Michael Bloomberg has decided to run for an additional term as mayor of New York. He will do so despite a law limiting mayors to two terms in New York.


Here’s some history. The voters twice endorsed the term limits law in 1993 and 1996. In 1993, the law passed by a margin of 59 percent to 41 percent. In 1996, the City Council tried to change the law to extend term from 8 to 12 years. The initiative making that change lost.

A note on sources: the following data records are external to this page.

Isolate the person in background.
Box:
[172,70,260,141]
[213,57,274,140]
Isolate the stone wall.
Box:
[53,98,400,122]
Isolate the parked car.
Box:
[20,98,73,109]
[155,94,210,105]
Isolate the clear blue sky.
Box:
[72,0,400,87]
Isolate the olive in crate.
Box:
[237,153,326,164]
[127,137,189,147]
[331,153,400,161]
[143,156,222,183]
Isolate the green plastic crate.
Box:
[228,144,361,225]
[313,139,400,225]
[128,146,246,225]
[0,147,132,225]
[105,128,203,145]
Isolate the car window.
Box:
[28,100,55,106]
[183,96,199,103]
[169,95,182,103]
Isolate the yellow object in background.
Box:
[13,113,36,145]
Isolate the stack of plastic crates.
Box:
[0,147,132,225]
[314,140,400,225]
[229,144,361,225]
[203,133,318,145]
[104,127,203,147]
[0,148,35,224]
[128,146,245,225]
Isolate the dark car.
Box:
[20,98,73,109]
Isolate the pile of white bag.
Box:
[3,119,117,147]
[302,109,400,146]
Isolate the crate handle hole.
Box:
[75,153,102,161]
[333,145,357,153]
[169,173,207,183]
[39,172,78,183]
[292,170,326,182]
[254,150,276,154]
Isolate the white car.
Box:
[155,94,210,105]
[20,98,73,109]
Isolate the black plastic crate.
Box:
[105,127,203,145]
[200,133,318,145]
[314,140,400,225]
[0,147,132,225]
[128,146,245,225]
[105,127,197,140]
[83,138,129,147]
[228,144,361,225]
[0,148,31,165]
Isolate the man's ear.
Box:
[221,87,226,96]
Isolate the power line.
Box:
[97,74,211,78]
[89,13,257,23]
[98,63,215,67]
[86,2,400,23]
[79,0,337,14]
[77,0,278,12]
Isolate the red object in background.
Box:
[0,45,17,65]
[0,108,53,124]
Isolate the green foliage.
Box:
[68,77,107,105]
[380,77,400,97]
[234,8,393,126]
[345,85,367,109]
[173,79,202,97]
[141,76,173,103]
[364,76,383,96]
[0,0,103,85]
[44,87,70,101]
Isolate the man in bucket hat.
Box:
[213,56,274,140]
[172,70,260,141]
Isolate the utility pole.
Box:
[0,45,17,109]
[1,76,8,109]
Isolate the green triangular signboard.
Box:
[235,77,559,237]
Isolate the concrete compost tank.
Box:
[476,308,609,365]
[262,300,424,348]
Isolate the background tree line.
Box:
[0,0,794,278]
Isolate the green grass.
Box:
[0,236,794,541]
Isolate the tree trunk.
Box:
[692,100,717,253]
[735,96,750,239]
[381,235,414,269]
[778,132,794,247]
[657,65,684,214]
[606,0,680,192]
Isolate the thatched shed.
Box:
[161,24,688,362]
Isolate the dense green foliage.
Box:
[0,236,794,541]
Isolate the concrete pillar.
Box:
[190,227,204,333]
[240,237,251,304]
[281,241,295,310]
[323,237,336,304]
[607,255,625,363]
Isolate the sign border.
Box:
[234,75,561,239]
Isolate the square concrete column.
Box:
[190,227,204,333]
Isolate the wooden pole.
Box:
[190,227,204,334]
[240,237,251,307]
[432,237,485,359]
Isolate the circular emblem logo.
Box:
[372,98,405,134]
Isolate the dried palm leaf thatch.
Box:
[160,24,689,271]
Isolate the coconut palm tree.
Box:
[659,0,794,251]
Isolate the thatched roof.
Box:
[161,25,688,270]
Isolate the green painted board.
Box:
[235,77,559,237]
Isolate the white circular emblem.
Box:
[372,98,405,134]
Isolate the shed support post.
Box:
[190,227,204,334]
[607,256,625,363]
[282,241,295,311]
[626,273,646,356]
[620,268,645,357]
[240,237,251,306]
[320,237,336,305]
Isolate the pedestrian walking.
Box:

Of course, elected officials predicted disaster. Some agreed then but not now. John Mollenkopf, a well-known political scientist at the City University of New York said: “My initial reaction to the term limits was negative, but the experience of how they have worked has changed my mind. On balance, I think this feature of government does create openings for fresh thinking and new leadership.”


Bloomberg does not plan to put the change in term limits before the voters. Instead, he will try to get the City Council to extend his term. A New York Times survey of City Council members in early September found that a majority might support changing the term limits law. Perhaps that’s not surprising: two thirds of the City Council will be turned out of office in 2009 under the current law. If the mayor’s term can be extended, it will be easier to change the law for City Council members.


New Yorkers are not rolling over for Bloomberg. Gene Russianoff, a spokesman for the New York Public Interest Research Group, said of Bloomberg’s power grab: “Sadly, the move is worthy of ‘democracy’ in a banana republic.” Susan Lerner, executive director of Common Cause/​NY, called the mayor’s stance “profoundly undemocratic and deeply disquieting.” Even Establishment types are opposing him, according to the New York Times.


Before his ambition got the best of him, Bloomberg himself “called for the need for restraints on elected leaders, dismissed the notion that anyone is indispensable, and once called an effort to revise the limits ‘disgusting.’”


Let’s see if New Yorkers agree with the mayor.